If you don't have your own vehicle, the closest railway station is at Malavali, 4 kilometers away. It's accessible by local train from Pune. The larger Lonavala railway station is also nearby and trains from Mumbai will stop there. You can easily take an auto rickshaw to the caves from either railway station. Do negotiate the fee though. Expect to pay at least 100 rupees one way from Malavali. If you're traveling by bus, get down at Lonavala.
Tickets and Entry Fee
There's a ticket booth at the top of the hill, at the entrance to the caves. The entry fee is 20 rupees for Indians and 200 rupees for foreigners.
History and Architecture
The Karla Caves were once a Buddhist monastery and consist of 16 excavations/caves. Most of the caves belong the early Hinayana phase of Buddhism, except for three from the later Mahayana phase.
The main cave is the huge prayer/assembly hall, known as a chaityagriha, that's believed to date back to the 1st century BC. It has a magnificent roof made out of carved teak wood, rows of pillars decorated with sculptures of men, women, elephants and horses, and a large sun window at the entrance that deflects rays of light towards the stupa at the rear.
The other 15 excavations are much smaller monastery living and prayer spaces, known as viharas.
What's interesting to note is that the caves contain few representations of the Buddha (large feature images of the Buddha were only introduced during the later Mahayana phase of Buddhist architecture, from the 5th century AD). Instead, the outer walls of the main hall are predominantly decorated with sculptures of couples and elephants. There's also a towering pillar with lions atop it at the entrance, similar to the lion pillar erected by Emperor Ashoka at Sarnath in Uttar Pradesh to mark the spot where Buddha gave his first discourse after he became enlightened. (A graphic representation of it was adopted as the national emblem of India in 1950).

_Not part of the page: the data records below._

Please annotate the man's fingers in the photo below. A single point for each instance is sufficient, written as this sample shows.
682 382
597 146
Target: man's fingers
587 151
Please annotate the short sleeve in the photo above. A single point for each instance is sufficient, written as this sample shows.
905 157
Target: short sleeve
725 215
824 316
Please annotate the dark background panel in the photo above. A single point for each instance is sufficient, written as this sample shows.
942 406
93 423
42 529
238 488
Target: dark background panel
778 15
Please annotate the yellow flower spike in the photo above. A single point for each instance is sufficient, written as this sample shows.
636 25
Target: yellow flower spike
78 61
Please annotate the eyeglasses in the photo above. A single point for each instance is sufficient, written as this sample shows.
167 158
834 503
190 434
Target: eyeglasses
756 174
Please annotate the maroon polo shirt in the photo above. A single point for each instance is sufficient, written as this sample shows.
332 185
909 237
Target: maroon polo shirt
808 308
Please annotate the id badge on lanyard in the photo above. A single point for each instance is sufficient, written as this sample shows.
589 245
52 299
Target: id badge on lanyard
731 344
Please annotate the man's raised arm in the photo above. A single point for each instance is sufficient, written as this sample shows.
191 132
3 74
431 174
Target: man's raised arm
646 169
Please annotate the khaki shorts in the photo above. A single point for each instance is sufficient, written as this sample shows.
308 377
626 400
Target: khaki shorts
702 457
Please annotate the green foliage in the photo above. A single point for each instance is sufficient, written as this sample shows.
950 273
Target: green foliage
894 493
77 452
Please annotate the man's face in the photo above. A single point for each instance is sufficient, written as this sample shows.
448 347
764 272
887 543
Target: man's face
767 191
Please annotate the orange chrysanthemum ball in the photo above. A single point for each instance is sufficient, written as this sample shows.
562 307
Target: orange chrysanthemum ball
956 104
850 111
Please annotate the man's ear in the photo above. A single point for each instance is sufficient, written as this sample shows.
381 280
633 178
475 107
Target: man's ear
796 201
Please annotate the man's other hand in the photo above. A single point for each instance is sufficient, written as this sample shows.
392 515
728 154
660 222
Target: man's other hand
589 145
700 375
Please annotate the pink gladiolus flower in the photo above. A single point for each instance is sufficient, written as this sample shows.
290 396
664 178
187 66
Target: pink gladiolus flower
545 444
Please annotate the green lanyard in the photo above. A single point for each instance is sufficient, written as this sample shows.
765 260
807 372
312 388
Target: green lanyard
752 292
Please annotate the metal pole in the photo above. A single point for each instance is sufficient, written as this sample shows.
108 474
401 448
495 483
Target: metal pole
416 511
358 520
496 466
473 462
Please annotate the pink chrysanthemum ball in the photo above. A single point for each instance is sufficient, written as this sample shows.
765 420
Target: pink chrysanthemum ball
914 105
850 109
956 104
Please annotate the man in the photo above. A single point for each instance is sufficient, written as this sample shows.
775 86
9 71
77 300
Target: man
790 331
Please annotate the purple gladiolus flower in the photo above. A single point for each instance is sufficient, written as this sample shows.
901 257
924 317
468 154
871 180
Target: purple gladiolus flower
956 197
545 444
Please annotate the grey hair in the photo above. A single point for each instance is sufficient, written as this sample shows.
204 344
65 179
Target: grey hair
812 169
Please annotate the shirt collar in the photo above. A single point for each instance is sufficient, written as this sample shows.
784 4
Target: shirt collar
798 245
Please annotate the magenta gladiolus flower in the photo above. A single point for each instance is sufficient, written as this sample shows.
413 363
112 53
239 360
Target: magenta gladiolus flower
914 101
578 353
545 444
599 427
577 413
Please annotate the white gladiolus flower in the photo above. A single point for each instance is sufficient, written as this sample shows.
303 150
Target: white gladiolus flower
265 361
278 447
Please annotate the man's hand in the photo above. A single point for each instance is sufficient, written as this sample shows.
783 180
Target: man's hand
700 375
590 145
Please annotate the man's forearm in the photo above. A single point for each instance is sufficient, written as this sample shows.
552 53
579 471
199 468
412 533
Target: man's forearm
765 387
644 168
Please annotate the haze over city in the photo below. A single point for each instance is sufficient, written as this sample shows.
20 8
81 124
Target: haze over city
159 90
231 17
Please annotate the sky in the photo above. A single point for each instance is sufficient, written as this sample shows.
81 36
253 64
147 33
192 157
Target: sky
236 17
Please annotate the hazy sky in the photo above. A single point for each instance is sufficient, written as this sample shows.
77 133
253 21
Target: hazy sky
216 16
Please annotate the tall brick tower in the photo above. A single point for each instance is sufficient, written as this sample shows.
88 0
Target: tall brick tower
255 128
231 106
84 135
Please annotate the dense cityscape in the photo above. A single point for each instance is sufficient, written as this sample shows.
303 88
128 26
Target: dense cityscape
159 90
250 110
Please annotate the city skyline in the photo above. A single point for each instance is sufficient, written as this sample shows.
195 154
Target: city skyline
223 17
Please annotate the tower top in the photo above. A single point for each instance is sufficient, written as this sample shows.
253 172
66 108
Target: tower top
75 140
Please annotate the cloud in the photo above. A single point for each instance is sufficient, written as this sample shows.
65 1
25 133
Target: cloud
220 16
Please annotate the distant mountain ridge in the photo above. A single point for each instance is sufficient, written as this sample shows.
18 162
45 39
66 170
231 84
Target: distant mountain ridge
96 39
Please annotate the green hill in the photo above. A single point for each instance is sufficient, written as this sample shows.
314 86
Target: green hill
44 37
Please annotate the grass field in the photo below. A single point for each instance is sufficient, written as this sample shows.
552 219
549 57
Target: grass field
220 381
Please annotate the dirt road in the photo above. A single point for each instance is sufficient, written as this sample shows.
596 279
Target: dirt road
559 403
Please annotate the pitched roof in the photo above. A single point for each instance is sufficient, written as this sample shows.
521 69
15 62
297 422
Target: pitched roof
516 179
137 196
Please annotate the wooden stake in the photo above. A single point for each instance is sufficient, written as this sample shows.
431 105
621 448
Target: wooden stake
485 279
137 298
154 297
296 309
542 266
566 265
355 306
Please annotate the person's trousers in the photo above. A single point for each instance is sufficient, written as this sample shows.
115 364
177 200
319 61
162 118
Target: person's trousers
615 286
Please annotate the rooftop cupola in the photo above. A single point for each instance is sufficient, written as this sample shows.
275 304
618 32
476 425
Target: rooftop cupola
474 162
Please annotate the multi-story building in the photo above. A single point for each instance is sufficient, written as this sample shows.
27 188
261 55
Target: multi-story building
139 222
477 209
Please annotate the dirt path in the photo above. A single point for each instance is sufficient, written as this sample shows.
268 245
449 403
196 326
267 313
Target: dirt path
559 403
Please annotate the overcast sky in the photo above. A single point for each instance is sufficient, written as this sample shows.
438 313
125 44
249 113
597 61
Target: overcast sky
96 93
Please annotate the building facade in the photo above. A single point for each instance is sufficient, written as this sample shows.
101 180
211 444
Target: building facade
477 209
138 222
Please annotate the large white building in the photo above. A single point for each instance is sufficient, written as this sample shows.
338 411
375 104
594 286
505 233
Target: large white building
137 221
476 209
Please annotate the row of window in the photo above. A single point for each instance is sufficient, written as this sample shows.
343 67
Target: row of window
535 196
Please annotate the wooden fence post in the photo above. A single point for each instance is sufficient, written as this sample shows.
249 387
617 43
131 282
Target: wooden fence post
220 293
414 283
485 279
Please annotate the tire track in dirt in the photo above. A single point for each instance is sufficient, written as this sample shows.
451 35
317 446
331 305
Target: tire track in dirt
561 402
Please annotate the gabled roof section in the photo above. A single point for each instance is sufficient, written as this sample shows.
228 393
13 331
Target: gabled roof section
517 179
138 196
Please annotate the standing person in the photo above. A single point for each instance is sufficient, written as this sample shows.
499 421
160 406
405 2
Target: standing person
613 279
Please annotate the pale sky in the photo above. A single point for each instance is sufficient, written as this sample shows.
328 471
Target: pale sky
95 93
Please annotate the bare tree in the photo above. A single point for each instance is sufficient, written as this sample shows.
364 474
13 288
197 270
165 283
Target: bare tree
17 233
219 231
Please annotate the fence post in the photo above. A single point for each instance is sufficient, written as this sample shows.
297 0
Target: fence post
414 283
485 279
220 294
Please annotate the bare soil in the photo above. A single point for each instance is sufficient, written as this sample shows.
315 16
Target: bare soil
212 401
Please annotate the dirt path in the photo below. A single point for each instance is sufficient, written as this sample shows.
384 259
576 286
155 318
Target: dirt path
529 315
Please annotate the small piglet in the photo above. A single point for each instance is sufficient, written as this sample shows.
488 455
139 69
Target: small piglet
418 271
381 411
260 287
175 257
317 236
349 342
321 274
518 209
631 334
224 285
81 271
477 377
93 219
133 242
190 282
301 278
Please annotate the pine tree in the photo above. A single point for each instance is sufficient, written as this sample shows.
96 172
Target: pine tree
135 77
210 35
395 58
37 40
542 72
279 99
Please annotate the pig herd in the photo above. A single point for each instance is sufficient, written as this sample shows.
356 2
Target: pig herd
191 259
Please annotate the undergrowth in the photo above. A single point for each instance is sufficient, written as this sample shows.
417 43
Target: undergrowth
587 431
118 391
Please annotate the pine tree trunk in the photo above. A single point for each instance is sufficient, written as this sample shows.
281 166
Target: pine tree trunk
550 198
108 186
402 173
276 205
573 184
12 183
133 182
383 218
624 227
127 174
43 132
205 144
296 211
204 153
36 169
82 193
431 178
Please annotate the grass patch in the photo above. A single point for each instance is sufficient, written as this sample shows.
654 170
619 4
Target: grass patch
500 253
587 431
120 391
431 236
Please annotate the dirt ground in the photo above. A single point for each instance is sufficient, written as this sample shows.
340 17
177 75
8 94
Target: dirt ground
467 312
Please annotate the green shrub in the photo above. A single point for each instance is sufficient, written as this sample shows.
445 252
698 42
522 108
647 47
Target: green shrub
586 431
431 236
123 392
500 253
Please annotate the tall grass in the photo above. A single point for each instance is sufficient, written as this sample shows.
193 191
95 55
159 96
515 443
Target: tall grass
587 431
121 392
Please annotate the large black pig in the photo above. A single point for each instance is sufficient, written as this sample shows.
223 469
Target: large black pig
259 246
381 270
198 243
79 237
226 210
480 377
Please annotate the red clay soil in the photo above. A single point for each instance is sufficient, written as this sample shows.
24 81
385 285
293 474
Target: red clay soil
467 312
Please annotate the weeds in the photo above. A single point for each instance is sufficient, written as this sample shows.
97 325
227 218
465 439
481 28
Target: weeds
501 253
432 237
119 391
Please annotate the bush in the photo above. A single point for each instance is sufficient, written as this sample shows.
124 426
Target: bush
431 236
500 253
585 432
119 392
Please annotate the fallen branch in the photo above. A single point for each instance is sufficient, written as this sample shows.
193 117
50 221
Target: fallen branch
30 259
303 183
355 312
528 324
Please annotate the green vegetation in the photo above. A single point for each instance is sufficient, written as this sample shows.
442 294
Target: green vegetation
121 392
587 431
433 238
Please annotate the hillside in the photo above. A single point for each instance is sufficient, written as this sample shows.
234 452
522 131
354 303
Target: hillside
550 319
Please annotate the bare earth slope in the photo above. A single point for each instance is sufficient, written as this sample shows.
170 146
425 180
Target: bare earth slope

Reaching the Karla Caves requires a walk up 350 steps from the base of the hill, or nearly 200 steps from the car park around half way up the hill. As there's also a Hindu temple (the Ekvira temple, dedicated to a tribal goddess worshiped by the Koli fishermen community) next to the caves, the steps are lined with vendors selling religious paraphernalia, snacks, and drinks. There's a vegetarian restaurant in the car park as well. The area does get quite busy with pilgrims coming to visit the temple rather than the caves.
Unfortunately, at times, it gets crowded and noisy, and these people have little appreciation for the caves and their significance. Avoid going there on Sundays in particular.
There's also another set of caves at Bhaja, 8 kilometers south of Karla. They're similar in design to the Karla Caves (although Karla has the most impressive single cave, the architecture at Bhaja is better) and much quieter. If you're really interested in caves and Buddhist architecture, you may also wish to visit the more remote and less frequented Bhedsa Caves located closer to Kamshet.
If you wish to stay in the vicinity, the Maharashtra Tourism Development Corporation has an average property at Karla on the Mumbai-Pune Expressway. You can read reviews of it here. You'll find more attractive options at Lonavala though.